Andrew Clements 

Thomas Adès Day review – fierce, razor sharp portrait of the composer

Intense performances – by the Calder Quartet, BCMG and Adès himself – featured the composers works alongside influences such as Kurtág and Janáček
  
  

Thomas Adès, here conducting the BSO.
‘A whole tapestry of musical and extra-musical allusions’ … Thomas Adès, here conducting the BSO. Photograph: Boston Globe/Getty Images

The Wigmore Hall’s Xenakis day last month concentrated exclusively on the works of the Greek composer.
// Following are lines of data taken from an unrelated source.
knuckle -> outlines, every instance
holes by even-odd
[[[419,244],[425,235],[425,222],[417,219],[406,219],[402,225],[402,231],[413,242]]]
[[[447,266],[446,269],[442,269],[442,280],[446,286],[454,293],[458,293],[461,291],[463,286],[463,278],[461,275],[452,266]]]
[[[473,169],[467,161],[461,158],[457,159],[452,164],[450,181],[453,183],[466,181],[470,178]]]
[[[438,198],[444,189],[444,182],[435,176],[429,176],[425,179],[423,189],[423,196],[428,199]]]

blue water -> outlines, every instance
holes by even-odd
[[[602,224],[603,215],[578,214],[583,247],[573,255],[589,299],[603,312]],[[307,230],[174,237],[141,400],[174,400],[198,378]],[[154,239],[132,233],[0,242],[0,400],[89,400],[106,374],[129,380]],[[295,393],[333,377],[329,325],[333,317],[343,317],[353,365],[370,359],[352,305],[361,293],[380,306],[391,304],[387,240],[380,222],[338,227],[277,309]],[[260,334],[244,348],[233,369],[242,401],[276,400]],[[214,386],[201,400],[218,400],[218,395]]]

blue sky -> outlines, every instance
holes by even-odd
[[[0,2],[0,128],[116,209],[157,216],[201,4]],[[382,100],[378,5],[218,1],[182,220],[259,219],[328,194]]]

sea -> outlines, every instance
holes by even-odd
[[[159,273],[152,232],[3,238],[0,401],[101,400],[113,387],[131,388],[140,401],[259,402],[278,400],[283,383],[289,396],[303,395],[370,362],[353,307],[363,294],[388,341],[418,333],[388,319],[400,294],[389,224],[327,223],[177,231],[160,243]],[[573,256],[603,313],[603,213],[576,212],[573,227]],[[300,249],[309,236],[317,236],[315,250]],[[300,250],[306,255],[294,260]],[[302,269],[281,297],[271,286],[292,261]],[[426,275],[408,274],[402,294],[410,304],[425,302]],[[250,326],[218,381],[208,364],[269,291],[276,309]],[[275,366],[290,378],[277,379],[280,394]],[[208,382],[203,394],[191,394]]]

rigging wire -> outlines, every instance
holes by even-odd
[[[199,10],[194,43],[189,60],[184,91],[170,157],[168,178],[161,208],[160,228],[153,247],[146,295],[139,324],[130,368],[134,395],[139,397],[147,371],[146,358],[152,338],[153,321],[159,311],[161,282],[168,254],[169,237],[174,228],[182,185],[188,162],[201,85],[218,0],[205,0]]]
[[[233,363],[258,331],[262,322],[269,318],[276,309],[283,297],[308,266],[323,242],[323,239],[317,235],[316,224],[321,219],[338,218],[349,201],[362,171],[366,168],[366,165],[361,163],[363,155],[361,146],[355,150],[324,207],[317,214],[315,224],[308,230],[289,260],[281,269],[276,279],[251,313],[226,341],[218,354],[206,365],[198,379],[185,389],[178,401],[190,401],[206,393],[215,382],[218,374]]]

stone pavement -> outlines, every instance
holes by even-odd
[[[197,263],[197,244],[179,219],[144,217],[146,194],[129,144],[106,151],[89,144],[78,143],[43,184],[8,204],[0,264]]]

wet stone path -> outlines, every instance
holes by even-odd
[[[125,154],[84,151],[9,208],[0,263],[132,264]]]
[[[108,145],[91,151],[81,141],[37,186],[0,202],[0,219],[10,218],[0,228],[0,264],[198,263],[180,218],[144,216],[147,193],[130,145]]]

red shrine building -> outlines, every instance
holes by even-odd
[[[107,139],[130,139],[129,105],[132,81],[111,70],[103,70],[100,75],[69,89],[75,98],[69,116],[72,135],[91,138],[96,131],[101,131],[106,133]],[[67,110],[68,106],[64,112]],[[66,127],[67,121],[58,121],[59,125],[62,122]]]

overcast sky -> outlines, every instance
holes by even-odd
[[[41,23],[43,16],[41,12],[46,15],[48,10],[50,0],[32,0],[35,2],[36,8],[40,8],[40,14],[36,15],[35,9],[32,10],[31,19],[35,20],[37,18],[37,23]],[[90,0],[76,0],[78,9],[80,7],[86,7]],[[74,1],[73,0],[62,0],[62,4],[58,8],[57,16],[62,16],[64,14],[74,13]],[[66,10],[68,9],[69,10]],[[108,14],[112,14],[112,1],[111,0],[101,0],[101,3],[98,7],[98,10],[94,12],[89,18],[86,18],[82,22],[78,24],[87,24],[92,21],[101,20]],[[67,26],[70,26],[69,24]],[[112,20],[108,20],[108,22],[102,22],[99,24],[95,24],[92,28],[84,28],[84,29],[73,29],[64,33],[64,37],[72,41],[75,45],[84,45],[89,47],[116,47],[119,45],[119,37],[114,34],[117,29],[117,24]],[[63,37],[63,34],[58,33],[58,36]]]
But the latest of its contemporary music events set Thomas Adès’s music in a much wider context, putting it alongside works by composers whom he admires and who have influenced him. After a lunchtime concert that had included Adès’s Piano Quintet and his second string quartet, The Four Quarters, together with piano duets by Walton and Lutosławski, the evening concert, featuring the Calder Quartet and Birmingham Contemporary Music Group, with Adès himself and Nicolas Hodges sharing pianistic duties, added pieces by Kurtág, Janáček and Gerald Barry to the portrait too.

There were just two of Adès’s own works. The bright, brash Concerto Conciso, which he wrote for BCMG in 1997, packs three movements into just eight minutes of brittle polyrhythms, while his first quartet, Arcadiana, now more than 20 years old, still serves as a perfect demonstration of how he can weave a whole tapestry of musical and extra-musical allusions into his works yet create something that is utterly distinctive and entirely his own.

Arcadiana’s scheme of seven short movements harks back to Kurtág, and the Calders had begun the concert with an intense, razor-sharp account of his Officium Breve, 15 tiny movements that are both a memorial to a close friend and a tribute to Webern, from whom Kurtág’s miniaturisation in turn derives. Adès himself supplied the Janáček – more miniatures, three of the Intimate Sketches, and a bold, fierce performance of the Piano Sonata 1.X.1905 (From the Street).

And for something completely different there was Barry’s 1995 Octet, “melodies with a storm”, as the composer describes it; it demanded rhythmic precision from BCMG and fearlessness from Hodges, and both rose to the challenge magnificently.